Hearing all the facts about what this bill would require of women and doctors made the intrusive and demeaning intent of this bill viscerally apparent to the media and average Virginians. Anti-choice legislators try to hide their basic distrust and disrespect for women and their doctors, but this time, people weren’t buying it. As legislators talked on the House floor about abortion as a “lifestyle choice” and made jokes about how the media attention was affecting their personal sex lives, angry Virginians descended upon the Capitol like I have personally never seen. On a near daily and nightly basis, women and men came out in droves to peacefully protest risking arrest as the governor ordered SWAT teams to patrol the Capitol grounds. But would anyone listen?

Amid this firestorm of debate and criticism, Governor McDonnell slightly amended the bill and removed the requirement for transvaginal ultrasounds in an attempt to deflect the barrage of negative attention around him. Unfortunately, he ignored the will of the people and bowed to right-wing ideology by maintaining the basic nature of this bill and signing it into law.

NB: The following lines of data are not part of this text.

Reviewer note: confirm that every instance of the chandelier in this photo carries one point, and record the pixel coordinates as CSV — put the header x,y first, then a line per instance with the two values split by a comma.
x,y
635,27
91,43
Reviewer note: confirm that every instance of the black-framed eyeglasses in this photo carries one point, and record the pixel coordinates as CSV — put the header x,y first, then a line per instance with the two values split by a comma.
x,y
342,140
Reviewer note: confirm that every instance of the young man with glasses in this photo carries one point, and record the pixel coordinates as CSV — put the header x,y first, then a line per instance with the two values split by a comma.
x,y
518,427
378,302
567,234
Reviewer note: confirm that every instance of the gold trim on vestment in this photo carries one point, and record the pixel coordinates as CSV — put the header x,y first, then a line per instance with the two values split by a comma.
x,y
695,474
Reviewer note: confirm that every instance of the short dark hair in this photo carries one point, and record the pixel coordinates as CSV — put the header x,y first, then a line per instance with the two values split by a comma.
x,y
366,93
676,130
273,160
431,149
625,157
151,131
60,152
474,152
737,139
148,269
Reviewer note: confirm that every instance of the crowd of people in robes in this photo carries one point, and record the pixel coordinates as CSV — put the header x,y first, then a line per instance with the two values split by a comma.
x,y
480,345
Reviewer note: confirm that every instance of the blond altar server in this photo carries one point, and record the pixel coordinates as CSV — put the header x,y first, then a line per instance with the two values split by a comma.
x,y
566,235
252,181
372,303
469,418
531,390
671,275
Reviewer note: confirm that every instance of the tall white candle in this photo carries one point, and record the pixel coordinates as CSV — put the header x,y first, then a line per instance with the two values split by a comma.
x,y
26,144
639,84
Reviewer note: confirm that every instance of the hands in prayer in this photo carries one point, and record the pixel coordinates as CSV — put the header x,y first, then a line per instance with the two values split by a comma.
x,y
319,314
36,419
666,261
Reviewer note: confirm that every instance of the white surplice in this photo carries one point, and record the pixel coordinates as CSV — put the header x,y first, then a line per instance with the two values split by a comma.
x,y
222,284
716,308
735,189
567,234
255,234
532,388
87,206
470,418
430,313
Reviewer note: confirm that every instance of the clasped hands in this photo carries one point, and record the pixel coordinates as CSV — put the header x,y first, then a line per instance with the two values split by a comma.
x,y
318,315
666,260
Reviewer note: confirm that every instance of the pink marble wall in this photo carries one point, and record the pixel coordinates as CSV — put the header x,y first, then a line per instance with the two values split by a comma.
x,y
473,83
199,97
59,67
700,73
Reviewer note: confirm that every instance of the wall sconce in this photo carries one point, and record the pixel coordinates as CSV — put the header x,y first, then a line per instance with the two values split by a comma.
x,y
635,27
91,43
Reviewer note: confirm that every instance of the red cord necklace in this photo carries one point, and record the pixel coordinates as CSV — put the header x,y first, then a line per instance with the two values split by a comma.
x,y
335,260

McDonnell and the General Assembly missed the point. Women were outraged not only because of the specific invasive nature of the ultrasound required, but because of the basic lack of respect and trust in women that underlies any such mandate. Thinking he could end the controversy with a political maneuver and doublespeak was nothing more than another sign of his arrogance and hostility towards women’s rights and health.

A mandated ultrasound is a mandated ultrasound. Anti-abortion politicians will do everything in their power to demonize and demean women who choose to exercise their reproductive autonomy. I’m sure some lawmakers will continue to claim that this outrageous law is simply about making sure women are “fully informed” about the choice they are making, as if they can’t understand on their own. But I promise them this – Virginia women are now fully informed about how far conservatives want to go in pushing their ideology on others via the blunt force of law no matter how much citizens protest.

I believe Virginia women will hold lawmakers accountable for supporting the ultrasound bill and other legislation that targeted women’s health. Sleeping giants don’t like being disturbed and when they are, they are a force to be reckoned with. In November of this year and again in 2013’s General Assembly and gubernatorial elections, women will have the opportunity to grant their “informed consent” or rejection of these increasing attacks on their basic rights. I’m putting my money on the latter.